Now we just need to wait and see if this is a short-term correction or the start of a long-term correction, but using the 200-day moving averages as a guide, the future is looking ominous.

200-Day Moving Averages

The big price rises had seen the price of the major US stock indices continue to trade far higher than the 200-day moving average of these indices, but yesterday’s falls have already seen the price come back to trade close to this key support level in both instances.

Here is the daily chart of the Dow Jones…

Dow Jones Chart After October Sell-Off

….and here is the daily chart of the S&P 500…

S&P 500 Chart After October Sell-Off

As you can see, with the futures once again trading lower today, the price has actually dipped below the 200-day exponential moving average on the S&P 500 at the time of writing.

Future Price Direction

A fall below the 200-day moving average isn’t enough to signal the start of a new bear market, so it is still far too early to call.

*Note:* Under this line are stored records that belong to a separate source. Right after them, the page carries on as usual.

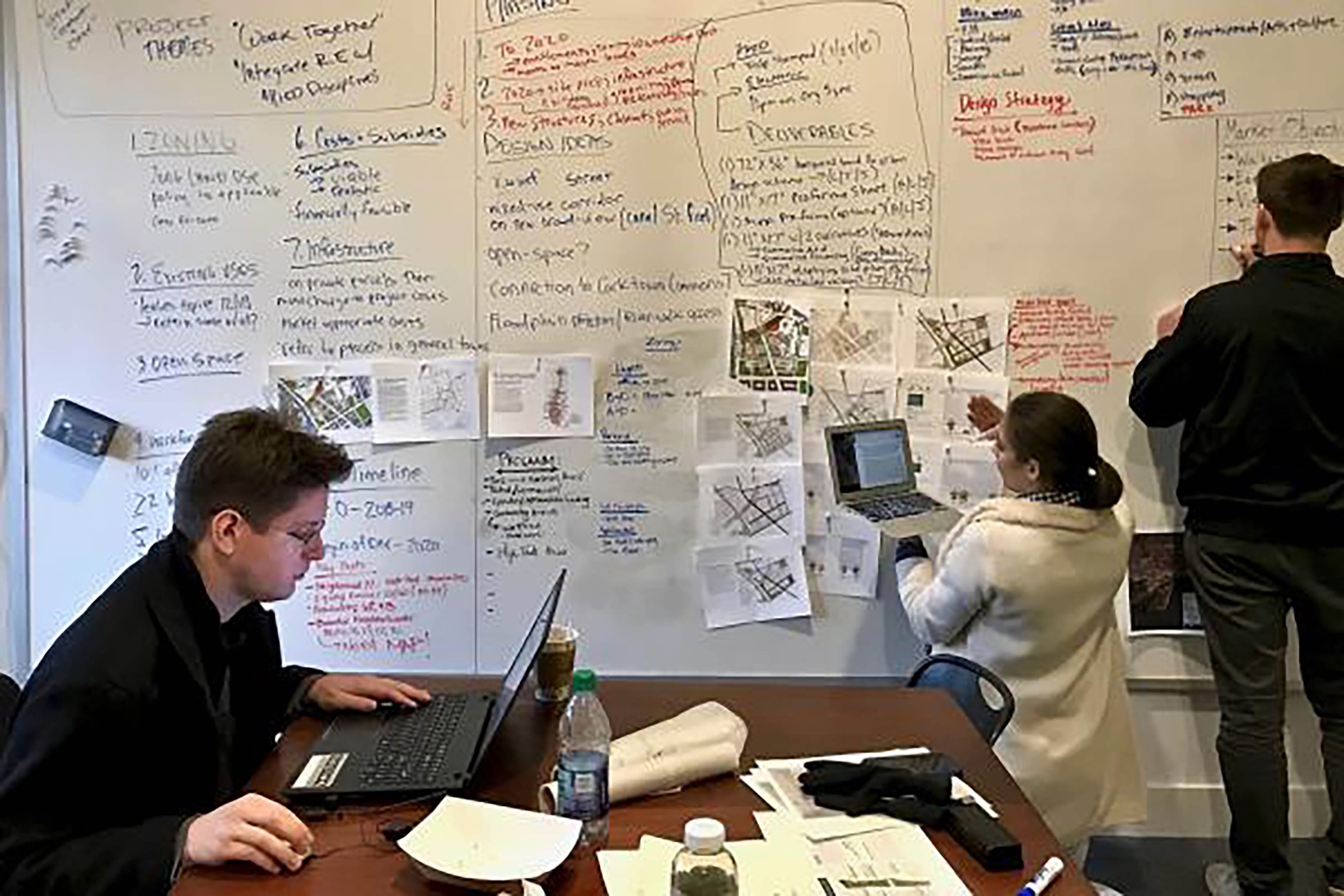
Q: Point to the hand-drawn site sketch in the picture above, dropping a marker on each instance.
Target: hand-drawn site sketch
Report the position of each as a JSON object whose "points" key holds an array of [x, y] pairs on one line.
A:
{"points": [[771, 346], [844, 395], [752, 501], [449, 396], [956, 334], [748, 429], [753, 582], [854, 335]]}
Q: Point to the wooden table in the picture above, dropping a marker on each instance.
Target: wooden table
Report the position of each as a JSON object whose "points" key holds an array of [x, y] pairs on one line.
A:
{"points": [[792, 719]]}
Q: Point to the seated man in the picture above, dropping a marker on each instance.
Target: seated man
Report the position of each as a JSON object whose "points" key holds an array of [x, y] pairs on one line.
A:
{"points": [[143, 723]]}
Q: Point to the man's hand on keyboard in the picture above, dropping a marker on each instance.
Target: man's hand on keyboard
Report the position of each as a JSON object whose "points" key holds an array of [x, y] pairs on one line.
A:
{"points": [[362, 693]]}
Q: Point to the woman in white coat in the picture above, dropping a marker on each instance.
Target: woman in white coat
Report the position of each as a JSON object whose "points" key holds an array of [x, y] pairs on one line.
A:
{"points": [[1025, 585]]}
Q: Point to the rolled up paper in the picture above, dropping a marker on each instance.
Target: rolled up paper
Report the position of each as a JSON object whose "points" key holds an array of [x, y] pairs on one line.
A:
{"points": [[703, 742]]}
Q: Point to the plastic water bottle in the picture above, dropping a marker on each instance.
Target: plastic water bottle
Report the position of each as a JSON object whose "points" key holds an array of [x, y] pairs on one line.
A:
{"points": [[704, 867], [581, 772]]}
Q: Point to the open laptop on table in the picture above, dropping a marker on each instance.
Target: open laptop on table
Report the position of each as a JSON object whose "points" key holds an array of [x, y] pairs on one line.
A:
{"points": [[404, 753], [874, 474]]}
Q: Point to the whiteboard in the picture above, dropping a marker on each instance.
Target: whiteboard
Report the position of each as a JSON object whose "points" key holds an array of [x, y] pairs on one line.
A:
{"points": [[209, 190]]}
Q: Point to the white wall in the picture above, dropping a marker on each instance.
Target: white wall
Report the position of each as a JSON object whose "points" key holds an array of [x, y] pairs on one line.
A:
{"points": [[14, 633], [1177, 720]]}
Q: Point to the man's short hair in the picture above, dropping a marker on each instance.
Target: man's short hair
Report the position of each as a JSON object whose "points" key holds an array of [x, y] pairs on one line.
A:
{"points": [[1304, 194], [256, 463]]}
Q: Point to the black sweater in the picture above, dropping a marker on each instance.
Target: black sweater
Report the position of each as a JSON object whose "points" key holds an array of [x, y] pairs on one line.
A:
{"points": [[1256, 371], [127, 729]]}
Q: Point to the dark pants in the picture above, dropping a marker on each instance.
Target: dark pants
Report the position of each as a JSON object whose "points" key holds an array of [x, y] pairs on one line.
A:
{"points": [[1245, 590]]}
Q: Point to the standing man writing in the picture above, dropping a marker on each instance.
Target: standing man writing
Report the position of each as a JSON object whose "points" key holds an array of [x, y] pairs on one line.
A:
{"points": [[143, 723], [1253, 367]]}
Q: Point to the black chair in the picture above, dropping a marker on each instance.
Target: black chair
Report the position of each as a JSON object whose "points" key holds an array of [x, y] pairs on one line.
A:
{"points": [[8, 700], [965, 680]]}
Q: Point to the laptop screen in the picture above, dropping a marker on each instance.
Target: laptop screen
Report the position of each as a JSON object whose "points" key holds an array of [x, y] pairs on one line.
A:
{"points": [[870, 459], [523, 661]]}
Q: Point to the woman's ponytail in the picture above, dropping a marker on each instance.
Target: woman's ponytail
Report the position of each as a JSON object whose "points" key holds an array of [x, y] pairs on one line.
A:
{"points": [[1104, 487]]}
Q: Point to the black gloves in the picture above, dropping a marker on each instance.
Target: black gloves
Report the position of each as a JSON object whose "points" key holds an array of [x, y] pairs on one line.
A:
{"points": [[862, 789], [912, 546]]}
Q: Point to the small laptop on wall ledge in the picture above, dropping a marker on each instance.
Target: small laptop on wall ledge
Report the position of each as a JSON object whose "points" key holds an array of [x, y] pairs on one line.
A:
{"points": [[407, 753], [874, 474]]}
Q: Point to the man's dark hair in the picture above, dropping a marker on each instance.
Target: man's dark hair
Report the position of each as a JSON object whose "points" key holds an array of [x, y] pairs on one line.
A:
{"points": [[253, 461], [1304, 194], [1058, 433]]}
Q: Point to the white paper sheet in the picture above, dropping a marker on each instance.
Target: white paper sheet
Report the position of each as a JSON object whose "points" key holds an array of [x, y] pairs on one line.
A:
{"points": [[955, 334], [969, 476], [427, 401], [843, 395], [541, 395], [858, 331], [851, 557], [752, 582], [901, 855], [703, 742], [752, 501], [749, 429], [921, 402], [331, 399], [471, 843], [769, 348], [929, 457], [958, 406], [818, 496]]}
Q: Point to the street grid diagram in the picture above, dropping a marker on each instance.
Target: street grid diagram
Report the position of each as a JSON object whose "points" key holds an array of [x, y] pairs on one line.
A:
{"points": [[771, 346], [841, 403], [748, 510], [767, 580], [852, 338], [326, 403], [764, 436], [952, 343], [442, 398]]}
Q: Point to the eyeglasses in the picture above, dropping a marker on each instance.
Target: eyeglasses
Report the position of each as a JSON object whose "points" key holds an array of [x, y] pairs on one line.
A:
{"points": [[307, 536]]}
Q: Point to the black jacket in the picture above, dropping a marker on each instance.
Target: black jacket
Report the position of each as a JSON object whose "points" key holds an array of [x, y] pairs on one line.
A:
{"points": [[144, 712], [1256, 370]]}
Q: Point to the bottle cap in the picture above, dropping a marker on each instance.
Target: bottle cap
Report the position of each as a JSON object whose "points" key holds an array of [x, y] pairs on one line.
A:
{"points": [[585, 680], [704, 836]]}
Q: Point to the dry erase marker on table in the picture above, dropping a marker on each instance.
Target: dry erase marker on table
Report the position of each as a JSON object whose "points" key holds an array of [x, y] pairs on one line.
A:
{"points": [[1043, 879]]}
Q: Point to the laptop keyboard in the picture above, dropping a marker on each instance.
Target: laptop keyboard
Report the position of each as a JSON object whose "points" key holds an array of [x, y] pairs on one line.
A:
{"points": [[413, 746], [897, 507]]}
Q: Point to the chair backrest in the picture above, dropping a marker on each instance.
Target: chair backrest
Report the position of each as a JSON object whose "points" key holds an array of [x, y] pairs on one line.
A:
{"points": [[8, 702], [964, 680]]}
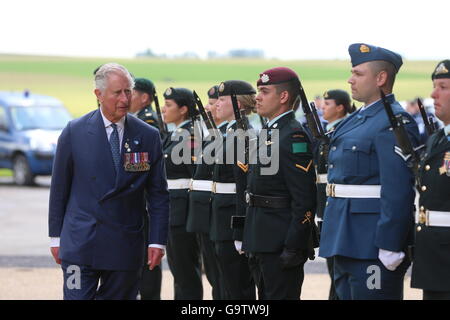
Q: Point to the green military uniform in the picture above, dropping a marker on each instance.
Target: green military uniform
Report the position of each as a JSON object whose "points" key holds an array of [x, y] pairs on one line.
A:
{"points": [[431, 265]]}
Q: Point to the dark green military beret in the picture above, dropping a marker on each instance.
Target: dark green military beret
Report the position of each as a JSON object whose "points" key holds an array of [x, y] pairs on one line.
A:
{"points": [[238, 86], [442, 70], [213, 93], [144, 85]]}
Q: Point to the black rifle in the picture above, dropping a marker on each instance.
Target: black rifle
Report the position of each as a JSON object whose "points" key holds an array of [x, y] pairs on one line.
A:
{"points": [[161, 123], [312, 118], [429, 122], [401, 135]]}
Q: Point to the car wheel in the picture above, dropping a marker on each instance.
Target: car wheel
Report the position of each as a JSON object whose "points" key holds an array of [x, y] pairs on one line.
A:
{"points": [[21, 171]]}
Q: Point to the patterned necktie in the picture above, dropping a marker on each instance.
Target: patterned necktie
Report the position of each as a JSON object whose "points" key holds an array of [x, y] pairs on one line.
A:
{"points": [[115, 146]]}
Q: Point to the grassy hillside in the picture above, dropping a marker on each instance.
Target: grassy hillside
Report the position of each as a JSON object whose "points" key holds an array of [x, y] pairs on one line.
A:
{"points": [[70, 79]]}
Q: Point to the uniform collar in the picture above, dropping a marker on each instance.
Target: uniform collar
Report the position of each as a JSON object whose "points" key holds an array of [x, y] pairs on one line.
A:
{"points": [[272, 122], [120, 123]]}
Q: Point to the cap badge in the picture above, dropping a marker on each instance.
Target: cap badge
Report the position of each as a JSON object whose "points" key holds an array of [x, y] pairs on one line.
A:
{"points": [[440, 69], [364, 49]]}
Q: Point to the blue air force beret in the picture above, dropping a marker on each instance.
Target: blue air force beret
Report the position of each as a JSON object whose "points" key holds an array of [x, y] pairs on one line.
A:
{"points": [[144, 85], [442, 70], [240, 88], [276, 75], [361, 52]]}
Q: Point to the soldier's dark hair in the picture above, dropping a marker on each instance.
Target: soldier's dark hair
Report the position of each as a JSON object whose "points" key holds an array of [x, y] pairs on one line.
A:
{"points": [[292, 87], [378, 66]]}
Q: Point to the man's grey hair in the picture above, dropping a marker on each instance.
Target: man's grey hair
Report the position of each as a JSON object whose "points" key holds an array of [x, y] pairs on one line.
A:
{"points": [[101, 76]]}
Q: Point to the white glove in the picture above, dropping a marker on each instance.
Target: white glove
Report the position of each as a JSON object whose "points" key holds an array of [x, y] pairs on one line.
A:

However if the price continues to trade below this critical level for the next few weeks, the shorter-term EMA (50) will eventually cross below the EMA (200), triggering a death cross, and this would be a much stronger signal that we are seeing the start of a new bear market.

Therefore there is the potential for the Dow Jones to test the previous low of 2018 – 23112 – and for the S&P 500 to test the previous low of 2553 at the very least.

Whatever happens, these are interesting times whether you are a trader or investor, and it is going to be very interesting to see where the price of these major US indices go from here.